Repeat after me: “Correlation is not causation”

A writer in Canada’s National Post tries to spread some fear, uncertainty and doubt (FUD) about whether or not it’s a good idea to measure religion’s claims against the infallible standard of self-consistent truth.

In today’s Post, feature writer Charles Lewis writes about a new survey by University of Lethbridge sociologist Reginald Bibby that shows that religious believers are more likely to place a higher value on virtues such as friendship, courtesy and patience.

Professor Bibby argues its because religion is good at spreading and exposing many of these values and as society turns away from religion many of these values aren’t being spread. The possible effects on society could be quite negative…

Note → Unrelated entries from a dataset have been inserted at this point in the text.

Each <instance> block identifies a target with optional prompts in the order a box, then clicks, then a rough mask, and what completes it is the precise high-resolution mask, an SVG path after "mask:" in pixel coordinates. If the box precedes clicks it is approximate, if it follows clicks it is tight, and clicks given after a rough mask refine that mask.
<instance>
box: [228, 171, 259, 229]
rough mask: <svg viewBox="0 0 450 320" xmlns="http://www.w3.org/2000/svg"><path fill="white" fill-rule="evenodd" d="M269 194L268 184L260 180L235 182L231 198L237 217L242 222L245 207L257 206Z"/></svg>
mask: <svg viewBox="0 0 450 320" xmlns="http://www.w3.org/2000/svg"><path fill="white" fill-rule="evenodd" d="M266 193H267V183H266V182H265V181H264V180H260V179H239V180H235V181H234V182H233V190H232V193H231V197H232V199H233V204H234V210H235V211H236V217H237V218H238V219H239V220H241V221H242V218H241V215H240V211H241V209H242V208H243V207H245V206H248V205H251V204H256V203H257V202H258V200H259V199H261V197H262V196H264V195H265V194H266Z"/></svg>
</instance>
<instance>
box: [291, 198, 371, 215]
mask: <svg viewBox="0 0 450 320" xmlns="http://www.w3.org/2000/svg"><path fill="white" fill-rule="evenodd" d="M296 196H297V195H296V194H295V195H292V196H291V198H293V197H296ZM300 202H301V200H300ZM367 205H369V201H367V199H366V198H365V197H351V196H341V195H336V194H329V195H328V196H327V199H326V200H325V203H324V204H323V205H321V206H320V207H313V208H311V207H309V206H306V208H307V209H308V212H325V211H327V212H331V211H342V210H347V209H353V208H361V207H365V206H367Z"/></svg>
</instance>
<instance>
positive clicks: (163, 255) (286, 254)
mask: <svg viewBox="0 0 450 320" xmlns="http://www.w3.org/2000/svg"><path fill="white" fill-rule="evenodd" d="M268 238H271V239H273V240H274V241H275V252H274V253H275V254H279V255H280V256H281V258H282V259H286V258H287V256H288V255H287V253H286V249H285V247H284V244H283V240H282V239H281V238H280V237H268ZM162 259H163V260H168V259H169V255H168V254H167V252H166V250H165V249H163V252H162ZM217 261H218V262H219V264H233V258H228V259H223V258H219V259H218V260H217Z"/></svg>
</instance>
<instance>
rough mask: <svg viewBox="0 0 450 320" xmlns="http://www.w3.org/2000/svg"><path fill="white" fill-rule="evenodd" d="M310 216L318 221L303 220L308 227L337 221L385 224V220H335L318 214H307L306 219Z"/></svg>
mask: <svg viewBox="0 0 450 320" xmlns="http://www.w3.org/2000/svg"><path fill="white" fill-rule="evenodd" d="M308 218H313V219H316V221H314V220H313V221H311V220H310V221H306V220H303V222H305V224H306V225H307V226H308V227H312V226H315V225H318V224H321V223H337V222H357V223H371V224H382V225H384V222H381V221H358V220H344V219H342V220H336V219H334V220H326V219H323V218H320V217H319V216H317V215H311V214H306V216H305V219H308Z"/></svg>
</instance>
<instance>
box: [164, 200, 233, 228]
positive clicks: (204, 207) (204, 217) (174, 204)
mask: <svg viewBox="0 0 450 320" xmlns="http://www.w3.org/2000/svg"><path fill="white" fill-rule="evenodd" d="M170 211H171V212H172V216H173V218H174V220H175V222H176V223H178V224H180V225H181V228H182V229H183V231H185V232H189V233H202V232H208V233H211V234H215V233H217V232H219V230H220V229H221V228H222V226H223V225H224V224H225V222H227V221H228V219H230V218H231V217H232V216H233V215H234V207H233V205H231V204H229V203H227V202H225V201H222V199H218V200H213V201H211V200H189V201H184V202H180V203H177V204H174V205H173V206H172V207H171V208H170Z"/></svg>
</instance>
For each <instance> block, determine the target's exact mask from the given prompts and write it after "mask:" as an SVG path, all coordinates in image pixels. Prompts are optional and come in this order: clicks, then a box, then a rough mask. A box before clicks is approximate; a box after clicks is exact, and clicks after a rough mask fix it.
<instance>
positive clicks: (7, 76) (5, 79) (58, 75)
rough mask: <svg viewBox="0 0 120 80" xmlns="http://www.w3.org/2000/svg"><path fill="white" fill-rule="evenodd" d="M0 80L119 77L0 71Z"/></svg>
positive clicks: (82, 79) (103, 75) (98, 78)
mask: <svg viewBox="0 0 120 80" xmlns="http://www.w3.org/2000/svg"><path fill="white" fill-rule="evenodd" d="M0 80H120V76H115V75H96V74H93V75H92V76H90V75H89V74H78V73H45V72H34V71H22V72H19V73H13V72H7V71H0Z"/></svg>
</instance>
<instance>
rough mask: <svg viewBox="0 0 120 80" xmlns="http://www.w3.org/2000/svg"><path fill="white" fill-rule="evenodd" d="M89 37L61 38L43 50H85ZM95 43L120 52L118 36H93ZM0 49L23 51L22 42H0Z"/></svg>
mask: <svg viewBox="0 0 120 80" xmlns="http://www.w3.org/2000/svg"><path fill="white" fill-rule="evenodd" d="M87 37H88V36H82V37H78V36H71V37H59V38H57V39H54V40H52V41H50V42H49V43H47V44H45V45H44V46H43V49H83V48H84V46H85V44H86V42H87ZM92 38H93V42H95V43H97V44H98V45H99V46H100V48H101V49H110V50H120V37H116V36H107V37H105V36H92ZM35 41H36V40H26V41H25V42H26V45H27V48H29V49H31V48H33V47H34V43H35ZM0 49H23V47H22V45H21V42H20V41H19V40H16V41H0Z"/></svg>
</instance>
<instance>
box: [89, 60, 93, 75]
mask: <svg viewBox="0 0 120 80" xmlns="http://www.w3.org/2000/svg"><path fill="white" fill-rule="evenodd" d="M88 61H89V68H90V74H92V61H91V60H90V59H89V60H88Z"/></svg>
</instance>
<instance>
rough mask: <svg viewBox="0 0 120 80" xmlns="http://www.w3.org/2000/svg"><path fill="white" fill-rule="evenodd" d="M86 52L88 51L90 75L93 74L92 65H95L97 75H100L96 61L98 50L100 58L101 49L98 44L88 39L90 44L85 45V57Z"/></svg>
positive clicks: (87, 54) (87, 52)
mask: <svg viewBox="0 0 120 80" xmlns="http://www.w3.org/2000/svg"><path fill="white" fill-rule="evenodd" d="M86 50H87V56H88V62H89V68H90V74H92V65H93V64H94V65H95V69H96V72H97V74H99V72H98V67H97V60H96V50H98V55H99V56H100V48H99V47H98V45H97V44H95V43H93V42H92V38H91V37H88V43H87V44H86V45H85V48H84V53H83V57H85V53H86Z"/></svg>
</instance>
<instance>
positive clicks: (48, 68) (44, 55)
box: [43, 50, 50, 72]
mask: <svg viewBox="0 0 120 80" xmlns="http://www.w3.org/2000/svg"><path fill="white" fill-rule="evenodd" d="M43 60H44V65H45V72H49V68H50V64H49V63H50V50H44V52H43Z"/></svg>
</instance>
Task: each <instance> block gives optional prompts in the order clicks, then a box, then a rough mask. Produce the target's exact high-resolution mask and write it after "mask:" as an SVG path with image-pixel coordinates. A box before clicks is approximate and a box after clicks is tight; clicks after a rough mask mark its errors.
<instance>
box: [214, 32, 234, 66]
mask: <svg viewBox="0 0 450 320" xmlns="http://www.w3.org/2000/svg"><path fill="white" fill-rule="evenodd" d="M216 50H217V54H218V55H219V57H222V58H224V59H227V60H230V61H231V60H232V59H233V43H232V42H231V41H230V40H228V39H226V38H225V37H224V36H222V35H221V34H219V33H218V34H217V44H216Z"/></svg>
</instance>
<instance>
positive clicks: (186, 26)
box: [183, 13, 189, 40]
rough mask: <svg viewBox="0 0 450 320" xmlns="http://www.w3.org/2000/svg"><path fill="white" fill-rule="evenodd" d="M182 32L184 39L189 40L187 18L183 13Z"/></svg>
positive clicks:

Except, of course, that the nations where religion is weakest are the nations that are at the top of the list when you measure certain key indicators of societal health (as Sam Harris mentioned before). Professor Bibby leaps to the conclusion that religious belief causes the spread of “virtues,” ignoring the possibility that, in a society that commonly presents religion as being virtuous, people who are naturally virtuous are more likely to gravitate towards religion. Notice, his study does not show any correlation between being exposed to religion and becoming more virtuous than one was previously. It simply shows a higher tendency to be (or at least, to report oneself as being) more virtuous if one is more religious, in a nation with a significant religious culture. Would he get the same results in Norway? Doubtful.